4. A INFORMAÇÃO NO DIREITO DE ARREPENDIMENTO
Conforme dispõe o Código de Defesa do Consumidor, o direito à informação é um princípio basilar da proteção às relações de consumo. O art. 4, inciso IV do referido dispositivo legal versa o seguinte:

Art. 4 A Política Nacional das Relações de Consumo tem por objetivo o atendimento das necessidades dos consumidores, o respeito à sua dignidade, saúde e segurança, a proteção de seus interesses econômicos, a melhoria da sua qualidade de vida, bem como a transparência e harmonia das relações de consumo, atendidos os seguintes princípios:

IV – educação e informação de fornecedores e consumidores, quanto aos seus direitos e deveres, com vistas à melhoria do mercado de consumo;

Em conjunto com o princípio da informação, podemos constatar também o princípio da transparência, que se encontra presente em nosso ordenamento e rege as relações de consumo.

“O princípio da transparência consagra que o consumidor tem o direito de ser informado sobre todos os aspectos de serviço ou produto exposto ao consumo, traduzindo assim no princípio da informação. Havendo omissão de informação relevante ao consumidor em cláusula contratual, prevalece a interpretação do artigo 47 do CDC, que retrata que as cláusulas contratuais serão interpretadas de maneira, mais favorável ao consumidor.” (MARTINS, 2002, p. 104 e 105).

Com base nisto, podemos observar que o direito à informação é um viés muito presente no direito de arrependimento, visto que este último, em vários casos, é exercido quando há uma grave falha na prestação de informações sobre o produto ou serviço contratado. Neste sentido, cabe ao fornecedor se atentar para que todas as especificações sejam prestadas ao consumidor de forma precisa e clara, como determinado em lei.
As informações não se limitam apenas ao produto ou serviço, mas, conforme mencionado anteriormente, o fornecedor também tem o dever de fazer com que o consumidor tenha ciência do seu direito de arrepender-se do negócio firmado.

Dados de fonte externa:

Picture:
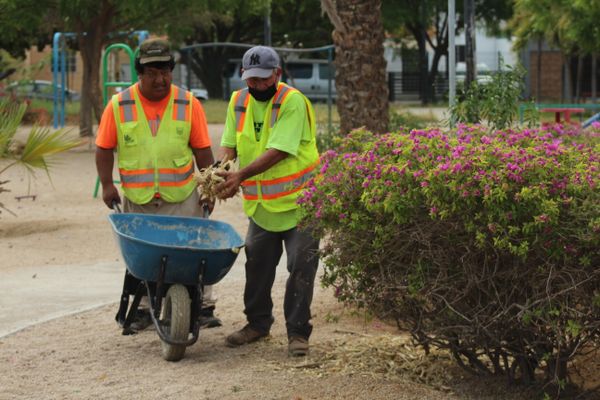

Embora pareça uma posição contrária ao interesse do comerciante, tal medida é mais um mecanismo de fazer com que as relações virtuais de consumo sejam pautadas em racionalidade e equilíbrio, protegendo a parte mais frágil da relação, que é o consumidor.
5. CONCLUSÃO
Diante de todo o exposto, podemos concluir que o direito ao arrependimento tem sido eficaz ao fim a que se destina, permitindo que os consumidores tenham meios de se defender de práticas abusivas de comércio, propagandas enganosas e do marketing agressivo praticado no ambiente virtual, através da desistência da compra e sem sofrer nenhum ônus patrimonial.
Assim, considerando as relações de consumo firmadas por meio eletrônico, podemos notar que o ordenamento jurídico tem conseguido acompanhar a expansão econômica do e-commerce, buscando apreciar as diferenças destas relações e assegurar a proteção ao consumidor em qualquer ocasião.